Mulroy and consultants to the authority again promised a 20 percent reduction in electric rates if their bid is successful, with no disruption of tax revenue for local governments and no wholesale layoffs of electric company employees.

Morgan Stanley consultants Lyle Miller and Ray Spitzley also said electric rate increases, already up 46 percent since 1999, would continue without the takeover.

But water authority board member Shari Buck rapped the agency for putting out information on the bid in the agency's quarterly publication WaterWise, which goes out to hundreds of thousands of Las Vegas area water users.

She said the information could affect the vote on the public power issue on the November ballot. Question 14 has become a referendum on the water authority bid, but the advisory question itself asks only if state law should be changed to allow a hostile government takeover of a power company.
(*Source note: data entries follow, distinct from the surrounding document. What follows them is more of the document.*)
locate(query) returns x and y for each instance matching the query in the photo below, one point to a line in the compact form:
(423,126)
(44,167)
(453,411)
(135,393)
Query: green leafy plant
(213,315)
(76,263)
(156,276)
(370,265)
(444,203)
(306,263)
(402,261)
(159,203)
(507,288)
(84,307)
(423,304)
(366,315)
The flier only "inflamed" an already contentious issue, she said.

"I'm disappointed with the tone of what's going on in the whole community," she said. "I'm disappointed with the tone of the water authority. ... Nevada Power has done very good things for our community."

Other board members reacted with obvious anger to Buck's criticisms.

"All I find in this publication are facts," said board member and Clark County Commission Chairman Dario Herrera. "Basically (the flier) talks about the water authority's offer to Nevada Power and the ensuing benefit to our community."

And Bryan Nix, Boulder City councilman and authority board member, said the bid has become a political issue only because Nevada Power has deliberately mixed the ballot question and the bid on the table.

"They're really two totally different issues," Mary Kincaid-Chauncey, authority board member and Clark County Commissioner, agreed.

Buck voted to support the bid in August and September. But Thursday Buck said she supported the process so far in order to gain more information on the issue, "not necessarily to take over Nevada Power."

Buck, a North Las Vegas councilwoman, has noted that she has many Nevada Power employees in her district. Company employees publicly oppose both the takeover bid and the question on the November ballot.

Buck said the water authority and Nevada Power should work together in a partnership.

"At least explore it," Buck said. "I think the water authority and Nevada Power should sit down and find a way to work together."

Nevada Power Vice President Jack Leone said the company has always been open to discussing any cooperative venture with the water authority, but details on how any partnership could be structured would have to be worked out.

But Mulroy said a partnership would mean water ratepayers "would be propping up" a for-profit company teetering on the brink of bankruptcy.

"You've made the public their banker," Mulroy said.

Mulroy told the authority that opponents to Question 14 have inappropriately mixed the ballot issue and the bid on the table. The opponents, she said, are conducting a campaign of misinformation and misrepresentation.

The water authority and its small army of consultants on the technically friendly takeover bid have promised to continue paying local and state taxes, she said.

But the Citizens Against 14 coalition has hammered the issue, arguing that the local and state governments could lose $75 million annually.

Mulroy said the water authority's promised rate reduction and the continued flow of tax money will instead benefit local governments.

"Not only will local governments not lose any revenue, they will gain revenue," she said -- about $21 million in savings. That would be $6 million to the Clark County School District alone.

Carole Vilardo, president of the Nevada Taxpayers Association and organizer of the Citizens Against 14 campaign, said her coalition stands by the ads that have blanketed local television and radio.

She noted that state law would not force the authority to pay the tax bills, despite the promise. Vilardo said the water authority is responding to the issue now because of the Nevada Power-backed media blitz.

"Until we raised the issue, (Mulroy) never addressed the issue, and there was nothing in law to have her make the money up," Vilardo said.